Was Will Smith right to slap Chris Rock at the Oscars? Well, there’s an obvious answer to that question, and then two other potential answers. The obvious answer is “who cares?”. After all, two millionaires squabbling over the propriety of a joke is hardly even in the top million most important things happening on the planet at the moment.
But the obvious answer doesn’t account for the immense public interest in the question. Whether we like it or not, a significant proportion of the world’s population spent yesterday arguing over that question. In part, the fascination comes from the nature of the people involved: It turns out that these mega-rich celebrities are just like us, after all.
Smith, like a gazillion men in pubs before him, took offence at something some fellow said, and responded with his fists. Rock, like a gazillion men before him, got a little too smart with his jokes, and earned himself a slap. The same thing will happen in a hundred Irish nightclubs this year, and nobody will pay a blind bit of notice. But when it happens in full view of the public, on a globally televised event, we all have an opportunity to talk about the dynamics of human relationships more freely than usually. Here’s the slap heard around the globe:
The Full Uncensored video of Will Smith’s altercation with Chris Rock at the #Oscars pic.twitter.com/cGQ3plSEiz
— Movies (@moreoffilms) March 28, 2022
There are two events here, really: The first is the joke that sets off the slap, and the second is the slap itself.

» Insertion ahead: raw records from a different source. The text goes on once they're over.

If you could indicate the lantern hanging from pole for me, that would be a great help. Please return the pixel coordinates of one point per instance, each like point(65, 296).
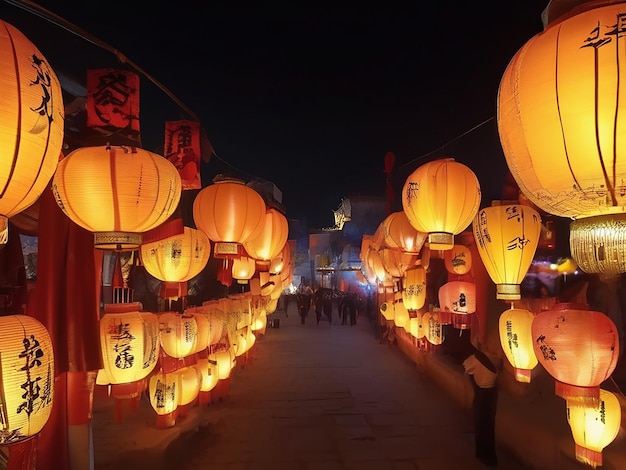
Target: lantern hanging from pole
point(558, 114)
point(515, 327)
point(594, 427)
point(441, 198)
point(134, 191)
point(31, 124)
point(578, 347)
point(506, 238)
point(26, 377)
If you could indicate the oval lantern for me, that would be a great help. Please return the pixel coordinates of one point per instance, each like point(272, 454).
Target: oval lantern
point(134, 191)
point(558, 115)
point(516, 338)
point(31, 124)
point(506, 238)
point(458, 260)
point(576, 346)
point(441, 198)
point(230, 213)
point(177, 258)
point(27, 377)
point(594, 427)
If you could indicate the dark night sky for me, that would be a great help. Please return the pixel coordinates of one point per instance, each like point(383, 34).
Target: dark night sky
point(310, 98)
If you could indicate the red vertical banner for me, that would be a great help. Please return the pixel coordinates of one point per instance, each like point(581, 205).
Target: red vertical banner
point(182, 148)
point(113, 101)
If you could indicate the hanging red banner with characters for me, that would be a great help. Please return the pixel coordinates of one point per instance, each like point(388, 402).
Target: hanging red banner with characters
point(182, 148)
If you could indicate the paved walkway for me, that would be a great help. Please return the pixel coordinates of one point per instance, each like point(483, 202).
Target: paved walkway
point(310, 396)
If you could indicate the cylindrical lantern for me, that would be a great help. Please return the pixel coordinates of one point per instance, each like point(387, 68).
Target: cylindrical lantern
point(594, 427)
point(230, 213)
point(441, 198)
point(26, 377)
point(576, 346)
point(177, 258)
point(414, 288)
point(559, 115)
point(506, 239)
point(598, 244)
point(31, 124)
point(458, 260)
point(515, 326)
point(134, 190)
point(130, 345)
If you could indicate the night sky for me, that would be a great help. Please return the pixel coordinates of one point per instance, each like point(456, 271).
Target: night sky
point(310, 98)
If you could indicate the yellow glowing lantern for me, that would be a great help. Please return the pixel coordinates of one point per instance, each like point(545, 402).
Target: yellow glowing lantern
point(458, 260)
point(177, 258)
point(414, 288)
point(31, 124)
point(559, 118)
point(506, 239)
point(26, 376)
point(441, 198)
point(178, 333)
point(134, 191)
point(271, 240)
point(130, 345)
point(594, 426)
point(230, 213)
point(515, 326)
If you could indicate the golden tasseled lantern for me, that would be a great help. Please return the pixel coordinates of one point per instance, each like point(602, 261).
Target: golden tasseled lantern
point(177, 258)
point(230, 213)
point(559, 114)
point(515, 327)
point(578, 347)
point(116, 192)
point(31, 124)
point(26, 376)
point(441, 198)
point(506, 238)
point(594, 426)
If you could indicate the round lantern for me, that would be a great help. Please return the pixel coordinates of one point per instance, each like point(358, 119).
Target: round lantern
point(441, 198)
point(130, 345)
point(576, 346)
point(269, 242)
point(559, 118)
point(26, 376)
point(31, 124)
point(230, 213)
point(458, 260)
point(116, 192)
point(177, 258)
point(414, 288)
point(594, 427)
point(515, 327)
point(598, 244)
point(506, 239)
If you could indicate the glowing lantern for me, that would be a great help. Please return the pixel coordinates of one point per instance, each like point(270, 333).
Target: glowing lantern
point(230, 213)
point(576, 346)
point(31, 124)
point(441, 198)
point(414, 288)
point(26, 375)
point(134, 191)
point(516, 338)
point(270, 241)
point(178, 333)
point(559, 123)
point(458, 260)
point(177, 258)
point(506, 238)
point(594, 427)
point(130, 345)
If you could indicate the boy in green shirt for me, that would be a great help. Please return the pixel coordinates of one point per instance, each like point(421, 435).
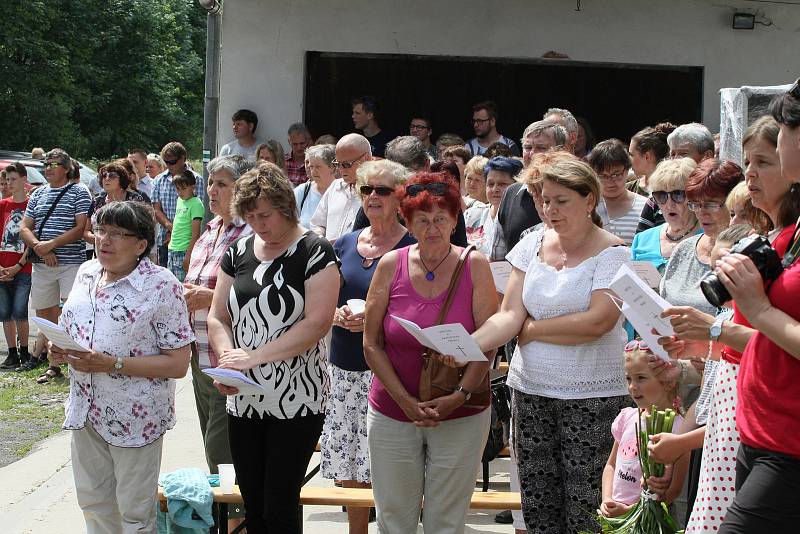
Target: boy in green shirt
point(185, 226)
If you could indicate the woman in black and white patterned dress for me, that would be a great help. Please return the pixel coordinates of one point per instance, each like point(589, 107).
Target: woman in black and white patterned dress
point(259, 323)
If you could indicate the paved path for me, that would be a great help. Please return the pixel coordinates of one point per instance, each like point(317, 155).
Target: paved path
point(37, 495)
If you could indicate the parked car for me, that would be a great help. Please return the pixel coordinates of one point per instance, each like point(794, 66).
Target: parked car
point(35, 167)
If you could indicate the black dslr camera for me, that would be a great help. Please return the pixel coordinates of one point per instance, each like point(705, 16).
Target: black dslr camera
point(758, 249)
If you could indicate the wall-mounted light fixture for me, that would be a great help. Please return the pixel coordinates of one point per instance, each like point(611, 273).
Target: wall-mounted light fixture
point(744, 21)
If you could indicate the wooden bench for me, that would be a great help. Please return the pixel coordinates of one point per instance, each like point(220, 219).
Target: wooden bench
point(356, 497)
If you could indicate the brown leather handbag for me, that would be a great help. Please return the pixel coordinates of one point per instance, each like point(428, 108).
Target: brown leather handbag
point(438, 379)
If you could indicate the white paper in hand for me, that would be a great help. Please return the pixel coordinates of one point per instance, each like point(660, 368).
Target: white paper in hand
point(236, 379)
point(501, 270)
point(642, 307)
point(57, 335)
point(448, 339)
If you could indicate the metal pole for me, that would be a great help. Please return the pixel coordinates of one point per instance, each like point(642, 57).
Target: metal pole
point(211, 104)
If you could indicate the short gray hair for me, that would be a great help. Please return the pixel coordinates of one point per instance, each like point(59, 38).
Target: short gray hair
point(560, 134)
point(693, 133)
point(570, 122)
point(368, 169)
point(61, 156)
point(408, 151)
point(235, 165)
point(299, 127)
point(326, 153)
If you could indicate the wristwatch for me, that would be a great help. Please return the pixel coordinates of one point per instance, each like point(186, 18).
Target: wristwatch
point(716, 329)
point(467, 393)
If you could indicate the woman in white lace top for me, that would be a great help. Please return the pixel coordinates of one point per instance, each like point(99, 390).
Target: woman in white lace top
point(567, 374)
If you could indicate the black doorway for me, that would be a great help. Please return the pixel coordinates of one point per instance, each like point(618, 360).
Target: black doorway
point(618, 99)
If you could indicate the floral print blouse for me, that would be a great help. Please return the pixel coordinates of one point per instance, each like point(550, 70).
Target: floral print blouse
point(136, 316)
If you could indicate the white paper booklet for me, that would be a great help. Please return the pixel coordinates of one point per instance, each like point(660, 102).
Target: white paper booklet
point(448, 339)
point(57, 334)
point(236, 379)
point(642, 307)
point(501, 270)
point(647, 272)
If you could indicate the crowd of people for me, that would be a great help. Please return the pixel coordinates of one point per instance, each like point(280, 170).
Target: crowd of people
point(139, 277)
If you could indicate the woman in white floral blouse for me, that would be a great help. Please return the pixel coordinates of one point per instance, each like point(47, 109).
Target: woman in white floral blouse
point(131, 317)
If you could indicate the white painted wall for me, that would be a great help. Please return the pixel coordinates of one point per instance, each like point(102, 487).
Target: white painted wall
point(263, 42)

It’s a bad joke: The woman in question, Jada Pinkett Smith, has been very open about the illness that caused her hair loss. And, what’s more, she has been very open about the fact that losing her hair was very upsetting for her. You don’t have to be the world’s most empathetic person to imagine that for somebody in the public eye, who was known and famous in part for her beauty, that suddenly losing one’s hair might be traumatic.
What’s more: Is there any other illness that a joke like that would be made about? Would Rock, for example, have made a joke about the late Christopher Reeve being a paraplegic, to Reeve’s face, right in front of a global audience? Probably not. There’s a cruelty to that, making fun of somebody for something they can’t control. It’s on the same level as making jokes about fat people, or anorexics, or people with a disfigurement. They already know they look odd, and it’s not nice to have people laughing at it.
Was Smith right to be angry? Sure, he was. While the precise dynamics of his relationship with his wife (reportedly they have an open marriage, which, to be honest, wouldn’t be for me, now) might be unconventional, it seems relatively clear that he loves her. He probably knows more than anybody how upset she was by her illness and hair loss. There is, after all, such a thing as putting a brave face on these things in public, and being very upset by them in private.
Was he right to slap Rock on the stage? Absolutely not. That’s assault, at the end of the day. Perhaps the weirdest thing about the whole event is that he marched onto the stage, assaulted the host, and then resumed his seat… with no consequences. Try doing that at a comedy show if you’re a normal person, and see how you get on.
But that’s a matter of law. It’s not the kind of thing anybody should do, and it’s illegal. But the law exists because it’s the kind of thing that happens. There’s no law against getting up on the stage and singing about how upset you are in response to a comedian’s joke, because nobody has ever done that. Laws exist, in other words, to regulate things that might actually happen. What Smith did was a predictable and foreseeable human reaction to a public embarrassment of somebody he loves.
So, in other words there are two distinct elements to this: On the one hand, Rock should not have been slapped. On the other hand, his joke was obnoxious and cruel. When you behave in that way, getting slapped is one of a range of things that might happen. He probably didn’t expect it to happen on international television, to be fair, but them’s the breaks.
The bottom line here is that Rock deserved the slap. Which is not the same thing as saying that slapping him was the right thing to do – it clearly was not. But if we’re all honest with ourselves, we’d have to admit that if somebody publicly humiliated somebody we loved like that, for a cheap laugh, we’d probably want to react just like Smith did. There are ways to be funny without making other people feel small, or as if they are the butt of the joke. Chris Rock is a great comedian, but this time, he stepped across the line on the wrong day, at the wrong time. It wasn’t necessary, or funny.